This certainly isn’t the point of memory in Scripture. When Jesus handed his disciples bread and wine and said, “Remember” it etched in them not only a thought of a time in the past – it also a gave them a reminder in the present and a hope for the future. This memory was so strong among our early brothers and sisters that there has never been a time when the Church has not celebrated the Lord’s supper in some form – and when we celebrate it the past, present, and future work of God are meant to be remembered by Jesus’ people. In a way, memory defines us – and when all aspects of it are allowed to burn in our hearts we move forward in our pursuit of Jesus.

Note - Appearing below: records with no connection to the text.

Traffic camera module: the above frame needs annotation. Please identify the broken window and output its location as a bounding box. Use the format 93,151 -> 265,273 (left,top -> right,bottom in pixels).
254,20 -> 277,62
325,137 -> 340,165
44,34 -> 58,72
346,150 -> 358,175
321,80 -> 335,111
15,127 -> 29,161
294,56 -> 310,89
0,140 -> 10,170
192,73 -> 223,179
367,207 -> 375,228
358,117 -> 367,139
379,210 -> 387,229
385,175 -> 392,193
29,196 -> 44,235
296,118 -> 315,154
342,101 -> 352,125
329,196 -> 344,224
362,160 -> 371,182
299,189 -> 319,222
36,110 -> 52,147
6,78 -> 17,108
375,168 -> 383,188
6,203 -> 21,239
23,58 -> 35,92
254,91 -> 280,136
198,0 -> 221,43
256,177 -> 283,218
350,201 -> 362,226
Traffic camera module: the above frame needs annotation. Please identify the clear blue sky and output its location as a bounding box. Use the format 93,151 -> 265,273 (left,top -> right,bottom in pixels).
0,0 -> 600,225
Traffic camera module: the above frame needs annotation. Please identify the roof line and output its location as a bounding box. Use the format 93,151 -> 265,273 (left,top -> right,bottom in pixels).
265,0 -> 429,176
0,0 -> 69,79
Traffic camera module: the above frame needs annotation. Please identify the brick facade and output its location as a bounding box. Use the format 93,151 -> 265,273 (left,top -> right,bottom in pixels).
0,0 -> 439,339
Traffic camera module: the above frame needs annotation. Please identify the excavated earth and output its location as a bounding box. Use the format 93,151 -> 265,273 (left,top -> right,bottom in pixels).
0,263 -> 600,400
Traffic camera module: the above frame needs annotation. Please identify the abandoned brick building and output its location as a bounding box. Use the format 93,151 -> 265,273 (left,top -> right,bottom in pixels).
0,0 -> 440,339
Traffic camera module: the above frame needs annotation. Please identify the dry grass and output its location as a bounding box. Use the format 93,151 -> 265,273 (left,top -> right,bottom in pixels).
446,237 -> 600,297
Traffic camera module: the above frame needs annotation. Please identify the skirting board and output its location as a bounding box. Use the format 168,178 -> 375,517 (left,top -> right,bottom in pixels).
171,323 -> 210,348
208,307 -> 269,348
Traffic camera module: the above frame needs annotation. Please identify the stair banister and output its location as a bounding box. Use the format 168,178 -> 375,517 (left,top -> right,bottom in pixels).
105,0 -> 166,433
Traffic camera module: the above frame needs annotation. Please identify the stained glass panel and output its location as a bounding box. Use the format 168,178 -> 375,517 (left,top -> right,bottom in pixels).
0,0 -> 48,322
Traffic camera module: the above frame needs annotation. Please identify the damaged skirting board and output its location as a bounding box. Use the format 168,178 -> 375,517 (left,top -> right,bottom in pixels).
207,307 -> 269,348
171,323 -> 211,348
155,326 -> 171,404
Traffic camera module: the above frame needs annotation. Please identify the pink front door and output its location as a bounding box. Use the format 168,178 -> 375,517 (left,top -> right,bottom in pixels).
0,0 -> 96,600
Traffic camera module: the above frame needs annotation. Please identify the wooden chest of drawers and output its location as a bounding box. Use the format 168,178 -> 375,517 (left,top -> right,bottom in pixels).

This brings us to a day like Founder’s Day here at Riverview. As a lover of history, I’m always wary of the intoxicating effects of nostalgia – living in the dream of past greatness. For those who don’t know me, I’m a teeny bit cynical – and I’ve seen far too many churches celebrate nostalgia with anniversary galas long after the Church itself had died inside. Is that what Founder’s Day is? It is merely the intoxicating scent of past greatness being stirred up year after year after year?

I don’t think so.

We do remember our past this day, as well we should. Mary Leverich’s gift of $65,000 helped establish a home, and without that generosity this community called Riverview Estates would not today exist. But see, there’s that word “today.” If that gift had been given in 1951 and that was all that occurred, Riverview would not be worth celebrating. Praise God more happened. The home expanded, it’s offerings grew, the original vision as a home for Baptists was expanded to include Christians of all stripes. What exists now is not the vision the founders had for the Baptist Home – but the Riverview we currently celebrate exists because we remember that gift and let that memory drive us to continued faithfulness to the Lord who occasioned it. Our memory, celebrated today, also drives us forward into the future – helping Riverview do more than survive. Rather, this community looks ahead to ways it can surge into new life and mission so that residents can continue to have in this place what they have had for decades – a home. Happy Founder’s day, everyone. To God be the glory. Amen.